発信者情報開示請求事件
判決データ
AI概要
【事案の概要】 映像の企画・制作等を目的とする原告(株式会社ケイ・エム・プロデュース)が、原告の著作権を有する動画の複製物がビットトレント(P2P方式のファイル共有ソフト)を通じて送信可能化されたとして、プロバイダ責任制限法5条1項に基づき、経由プロバイダである被告(NTTコミュニケーションズ)に対し、著作権(公衆送信権)侵害に係る発信者情報(氏名・住所)の開示を求めた事案である。原告は、調査会社(株式会社HDR)が独自開発した著作権侵害検知ソフトウェアを用いて、ビットトレントネットワーク上で原告動画のファイルを共有するピアのIPアドレス等を特定したと主張した。 【争点】 主な争点は、(1)本件各通信による情報の流通によって原告の著作権が侵害されたことが明らかといえるか、(2)本件各情報が原告の権利の侵害に係る発信者情報であるか、(3)原告に発信者情報の開示を受けるべき正当な理由があるか、の3点である。特に争点(1)に関し、被告は調査会社の検知システムの信頼性を争い、調査結果に存在しない通信が多数含まれている等の問題点を指摘した。 【判旨】 請求棄却。裁判所は、争点(1)について、調査会社の検知ソフト及び調査結果の信頼性に重大な疑問があるとして、著作権侵害が明らかとは認められないと判断した。具体的には、被告が原告の示した通信情報を調査したところ、(a)PPPoE方式41件・IPoE方式2件について通信自体が存在せず、うち1件は技術仕様上契約者に割当不可能なポート番号であったこと、(b)同一IPアドレスを同時刻に割り当てられた2人の契約者が同一ファイルを共有していたという非現実的な結果が2組あったこと、(c)同一IPアドレスを割り当てられた複数の契約者が同一ファイルを共有していたとされる144件があり確率的にほとんどあり得ないこと、(d)誤った時刻の記録により無関係の契約者が特定された事例が6件あったこと等が認められた。

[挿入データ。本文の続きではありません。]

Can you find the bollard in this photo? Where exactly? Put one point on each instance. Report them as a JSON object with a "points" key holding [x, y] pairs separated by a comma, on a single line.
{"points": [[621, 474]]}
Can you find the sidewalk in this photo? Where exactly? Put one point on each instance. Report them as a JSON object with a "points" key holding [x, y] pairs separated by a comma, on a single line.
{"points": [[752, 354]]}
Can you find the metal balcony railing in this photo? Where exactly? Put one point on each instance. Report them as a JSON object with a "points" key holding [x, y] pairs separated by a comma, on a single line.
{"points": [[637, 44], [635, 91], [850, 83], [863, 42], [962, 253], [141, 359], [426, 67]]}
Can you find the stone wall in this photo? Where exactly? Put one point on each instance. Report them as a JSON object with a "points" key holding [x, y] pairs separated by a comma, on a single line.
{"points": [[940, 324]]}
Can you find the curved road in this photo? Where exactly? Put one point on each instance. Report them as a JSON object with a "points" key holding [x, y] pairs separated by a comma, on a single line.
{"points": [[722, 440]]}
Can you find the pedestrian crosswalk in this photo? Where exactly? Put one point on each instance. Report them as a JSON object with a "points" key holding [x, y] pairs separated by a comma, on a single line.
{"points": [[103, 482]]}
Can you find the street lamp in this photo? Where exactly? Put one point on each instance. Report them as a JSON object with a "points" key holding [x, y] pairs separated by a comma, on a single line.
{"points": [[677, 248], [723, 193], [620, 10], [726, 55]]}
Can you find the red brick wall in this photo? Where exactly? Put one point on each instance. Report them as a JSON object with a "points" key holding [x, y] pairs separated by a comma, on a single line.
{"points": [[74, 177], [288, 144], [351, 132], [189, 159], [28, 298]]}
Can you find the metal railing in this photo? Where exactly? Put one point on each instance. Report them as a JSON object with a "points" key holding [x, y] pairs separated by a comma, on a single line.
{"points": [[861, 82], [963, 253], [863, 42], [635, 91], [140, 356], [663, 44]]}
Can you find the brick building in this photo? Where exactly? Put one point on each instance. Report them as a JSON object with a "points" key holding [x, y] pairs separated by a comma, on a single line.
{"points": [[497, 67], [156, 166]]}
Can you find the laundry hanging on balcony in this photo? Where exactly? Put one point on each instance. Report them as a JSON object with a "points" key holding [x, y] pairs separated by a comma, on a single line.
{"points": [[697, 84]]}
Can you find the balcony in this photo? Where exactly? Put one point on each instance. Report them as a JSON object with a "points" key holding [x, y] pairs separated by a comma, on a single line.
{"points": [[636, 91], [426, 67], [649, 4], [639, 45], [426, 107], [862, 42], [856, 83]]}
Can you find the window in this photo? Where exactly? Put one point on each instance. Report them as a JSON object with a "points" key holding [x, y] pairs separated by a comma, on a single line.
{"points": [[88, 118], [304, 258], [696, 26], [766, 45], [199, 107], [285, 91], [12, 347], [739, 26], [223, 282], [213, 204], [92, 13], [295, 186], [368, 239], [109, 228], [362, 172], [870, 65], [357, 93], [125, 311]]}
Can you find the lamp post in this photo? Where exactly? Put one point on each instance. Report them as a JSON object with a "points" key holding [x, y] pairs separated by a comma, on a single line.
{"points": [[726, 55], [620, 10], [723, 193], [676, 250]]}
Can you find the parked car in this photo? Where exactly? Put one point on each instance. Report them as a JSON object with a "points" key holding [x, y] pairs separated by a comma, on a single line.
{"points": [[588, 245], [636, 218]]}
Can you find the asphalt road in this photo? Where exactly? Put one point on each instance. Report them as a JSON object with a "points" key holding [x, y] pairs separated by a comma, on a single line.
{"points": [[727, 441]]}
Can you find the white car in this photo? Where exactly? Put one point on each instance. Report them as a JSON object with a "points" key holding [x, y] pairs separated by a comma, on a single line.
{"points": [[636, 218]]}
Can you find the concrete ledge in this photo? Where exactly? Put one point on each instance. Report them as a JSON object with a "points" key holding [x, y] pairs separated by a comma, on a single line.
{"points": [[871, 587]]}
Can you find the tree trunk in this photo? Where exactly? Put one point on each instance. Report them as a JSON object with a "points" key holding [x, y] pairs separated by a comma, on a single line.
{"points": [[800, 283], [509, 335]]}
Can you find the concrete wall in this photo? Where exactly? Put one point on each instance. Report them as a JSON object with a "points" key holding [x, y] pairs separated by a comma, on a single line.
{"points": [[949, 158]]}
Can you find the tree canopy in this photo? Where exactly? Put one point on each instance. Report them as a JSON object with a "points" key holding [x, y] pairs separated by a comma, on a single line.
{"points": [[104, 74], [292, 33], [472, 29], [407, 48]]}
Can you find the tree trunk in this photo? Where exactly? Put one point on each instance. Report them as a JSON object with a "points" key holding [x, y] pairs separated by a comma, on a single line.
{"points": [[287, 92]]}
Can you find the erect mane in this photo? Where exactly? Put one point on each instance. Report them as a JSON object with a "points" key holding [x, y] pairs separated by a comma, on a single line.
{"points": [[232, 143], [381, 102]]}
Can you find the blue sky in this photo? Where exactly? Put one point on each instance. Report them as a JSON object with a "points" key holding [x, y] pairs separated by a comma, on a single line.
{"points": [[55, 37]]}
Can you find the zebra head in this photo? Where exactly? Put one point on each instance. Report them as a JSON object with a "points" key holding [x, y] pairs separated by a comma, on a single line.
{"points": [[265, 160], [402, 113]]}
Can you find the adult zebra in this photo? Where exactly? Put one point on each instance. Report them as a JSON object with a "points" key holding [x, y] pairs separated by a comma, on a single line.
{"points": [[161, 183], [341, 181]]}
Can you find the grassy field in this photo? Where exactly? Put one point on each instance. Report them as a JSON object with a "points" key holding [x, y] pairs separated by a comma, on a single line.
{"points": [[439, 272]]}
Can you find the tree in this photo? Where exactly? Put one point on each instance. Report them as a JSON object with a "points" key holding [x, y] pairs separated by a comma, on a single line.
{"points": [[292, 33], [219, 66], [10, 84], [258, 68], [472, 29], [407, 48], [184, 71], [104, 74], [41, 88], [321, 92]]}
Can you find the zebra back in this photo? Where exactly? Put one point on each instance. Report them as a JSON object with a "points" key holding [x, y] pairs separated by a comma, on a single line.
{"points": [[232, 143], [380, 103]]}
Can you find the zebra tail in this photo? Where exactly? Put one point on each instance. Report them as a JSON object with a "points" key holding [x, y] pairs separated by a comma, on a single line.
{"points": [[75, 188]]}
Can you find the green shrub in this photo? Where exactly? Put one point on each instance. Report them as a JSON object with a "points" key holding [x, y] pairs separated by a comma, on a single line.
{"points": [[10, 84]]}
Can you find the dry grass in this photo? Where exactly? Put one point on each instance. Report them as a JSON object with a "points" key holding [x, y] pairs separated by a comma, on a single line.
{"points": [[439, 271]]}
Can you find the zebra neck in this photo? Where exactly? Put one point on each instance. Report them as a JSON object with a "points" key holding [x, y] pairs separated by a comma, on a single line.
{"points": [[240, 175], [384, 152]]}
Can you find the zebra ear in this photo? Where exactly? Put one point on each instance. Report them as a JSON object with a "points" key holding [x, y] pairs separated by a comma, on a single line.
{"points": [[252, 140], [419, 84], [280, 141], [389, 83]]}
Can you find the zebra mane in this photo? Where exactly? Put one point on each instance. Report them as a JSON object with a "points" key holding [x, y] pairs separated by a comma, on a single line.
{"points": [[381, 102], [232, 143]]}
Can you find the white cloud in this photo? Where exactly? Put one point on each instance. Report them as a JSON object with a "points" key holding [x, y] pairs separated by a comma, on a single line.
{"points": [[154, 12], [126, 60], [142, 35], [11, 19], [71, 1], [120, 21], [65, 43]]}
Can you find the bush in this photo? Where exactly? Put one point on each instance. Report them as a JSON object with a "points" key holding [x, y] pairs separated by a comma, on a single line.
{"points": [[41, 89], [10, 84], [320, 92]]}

原告は検知ソフトの動作試験の報告書を提出したが、裁判所は、これらの試験は短時間・少数台での実験にすぎず、実際の動作環境での反復継続した検証ではないとして、本件調査における誤記録の可能性を排除するものではないと判断した。むしろ、報告書どおりにソフトが動作するならば存在しない通信が記録されるはずがないにもかかわらず現実にそのような記録がなされていることから、ソフトが報告書記載どおりに動作していないことがうかがわれるとした。